That may be a little bit melodramatic. But, here’s the deal. You know how people on The Internets often have these Give-A-Ways that say, “Just comment on this post and you may win this thing”? I mean, not me, because I never have anything to give away except my own self, which I give in bits and pieces day after day after . . . OK, maybe too much drama again.
So anyway, I am always commenting on things whether I get Free Stuff for it or not, and I never remember anything from one day to the next, and I certainly never win any of the promised Free Stuff, and so imagine my surprise (Really. I will stop for a moment and wait while you actually try to imagine my surprise.) . . .
. . . when I got an e-mail last night saying I won 270 pre-washed and pre-cut fabric squares, enough to make this fabulous quilt
from Jen, who is the genius behind Stitch Simple, which, if you are not a quilting type, you won’t understand the fabulosity of her idea, but if you are, you, uh, will. As you can see, words fail me.
OK, so that curled my hair, let me tell you. But then, after last night, this morning came. And in my morning e-mail was the news that I had, by merely shooting off my keyboard mouth yet again, won THIS
except even better than this, because I get to choose the names for it, not that I don’t love maggie and david and mat, AND I get a handmade lampwork bead for it besides! and this is from the awesome Cluck and Tweet that I read just because of their awesomeness without even thinking of getting Free Stuff.
And what makes it all even more amazing (I know, you are saying to yourself, “Can this get any more amazing?”) is that for a week or two I have been in the Serious Doldrums, so serious that the husband, who is not often given to floral displays, sent me this the other day to cheer me up
which, after I convinced myself that he wasn’t sending them out of guilt for cheating on me with a disease-infested hooker or something, did cheer me up a little, and then when I got these other awesomely amazing gifts, I was SO cheered up for a while.

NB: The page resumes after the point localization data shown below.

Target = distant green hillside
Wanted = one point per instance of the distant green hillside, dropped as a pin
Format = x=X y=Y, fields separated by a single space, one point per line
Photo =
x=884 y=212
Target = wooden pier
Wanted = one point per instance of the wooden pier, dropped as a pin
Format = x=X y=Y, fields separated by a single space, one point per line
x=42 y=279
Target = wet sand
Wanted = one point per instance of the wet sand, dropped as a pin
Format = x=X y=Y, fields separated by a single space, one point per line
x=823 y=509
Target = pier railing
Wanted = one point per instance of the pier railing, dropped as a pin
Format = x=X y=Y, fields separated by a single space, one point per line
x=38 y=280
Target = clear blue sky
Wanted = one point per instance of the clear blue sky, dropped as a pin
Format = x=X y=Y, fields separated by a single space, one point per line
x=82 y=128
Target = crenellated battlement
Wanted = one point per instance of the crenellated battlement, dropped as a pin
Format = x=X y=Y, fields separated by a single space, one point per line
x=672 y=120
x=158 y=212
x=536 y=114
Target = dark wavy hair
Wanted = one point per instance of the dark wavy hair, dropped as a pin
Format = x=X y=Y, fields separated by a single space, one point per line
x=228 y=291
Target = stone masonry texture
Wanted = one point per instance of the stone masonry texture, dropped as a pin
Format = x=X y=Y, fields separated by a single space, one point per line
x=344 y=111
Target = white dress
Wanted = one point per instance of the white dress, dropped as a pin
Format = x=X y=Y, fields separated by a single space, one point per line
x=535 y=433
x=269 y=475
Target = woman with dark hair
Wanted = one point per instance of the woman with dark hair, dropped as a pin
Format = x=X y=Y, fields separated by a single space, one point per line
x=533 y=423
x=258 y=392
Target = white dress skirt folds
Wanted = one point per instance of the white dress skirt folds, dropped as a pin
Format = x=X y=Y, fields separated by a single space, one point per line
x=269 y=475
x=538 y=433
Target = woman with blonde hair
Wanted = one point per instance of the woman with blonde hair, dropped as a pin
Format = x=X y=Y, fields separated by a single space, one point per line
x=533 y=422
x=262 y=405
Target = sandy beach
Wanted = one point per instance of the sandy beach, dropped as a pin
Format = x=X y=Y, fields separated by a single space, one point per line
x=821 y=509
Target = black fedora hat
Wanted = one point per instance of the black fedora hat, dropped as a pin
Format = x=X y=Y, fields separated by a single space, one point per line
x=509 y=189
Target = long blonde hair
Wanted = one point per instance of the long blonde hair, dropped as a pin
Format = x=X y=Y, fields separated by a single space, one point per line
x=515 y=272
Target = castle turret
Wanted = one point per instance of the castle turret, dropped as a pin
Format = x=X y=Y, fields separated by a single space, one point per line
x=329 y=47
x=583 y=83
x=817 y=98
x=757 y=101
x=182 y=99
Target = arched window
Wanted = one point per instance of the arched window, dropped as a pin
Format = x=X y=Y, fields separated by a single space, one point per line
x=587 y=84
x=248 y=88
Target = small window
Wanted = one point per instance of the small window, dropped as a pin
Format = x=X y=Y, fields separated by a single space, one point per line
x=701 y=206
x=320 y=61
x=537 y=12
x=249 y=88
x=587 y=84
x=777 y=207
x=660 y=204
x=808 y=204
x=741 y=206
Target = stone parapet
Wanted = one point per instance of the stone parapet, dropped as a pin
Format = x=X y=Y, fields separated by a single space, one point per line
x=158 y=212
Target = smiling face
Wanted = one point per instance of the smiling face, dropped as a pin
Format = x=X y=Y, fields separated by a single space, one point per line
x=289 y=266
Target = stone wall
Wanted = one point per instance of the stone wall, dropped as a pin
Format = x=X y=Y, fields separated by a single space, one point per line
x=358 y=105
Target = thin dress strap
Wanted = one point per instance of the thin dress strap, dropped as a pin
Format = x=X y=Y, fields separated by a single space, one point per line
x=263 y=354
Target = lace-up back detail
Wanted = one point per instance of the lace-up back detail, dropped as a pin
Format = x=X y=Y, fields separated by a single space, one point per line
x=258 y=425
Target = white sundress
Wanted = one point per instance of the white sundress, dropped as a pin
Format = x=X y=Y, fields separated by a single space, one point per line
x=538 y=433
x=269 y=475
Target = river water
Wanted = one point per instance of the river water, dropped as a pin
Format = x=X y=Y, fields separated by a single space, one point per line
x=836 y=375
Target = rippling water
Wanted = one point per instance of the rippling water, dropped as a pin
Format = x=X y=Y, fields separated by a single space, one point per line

And then I realized that This Sort of Thing never happens to me, and since I have pinched myself all over, certifying that I am not dreaming, or that I may be dreaming, but it is one of those dreams where everything is so real that even when you think, “Am I dreaming?” you convince yourself that, no, you aren’t dreaming, and then it turns out that you wake up and yes, you were dreaming, anyway, since I am pretty sure that I’m not dreaming, I think that I must be dying and everyone got together behind my back to do nice things for me to brighten my Final Days.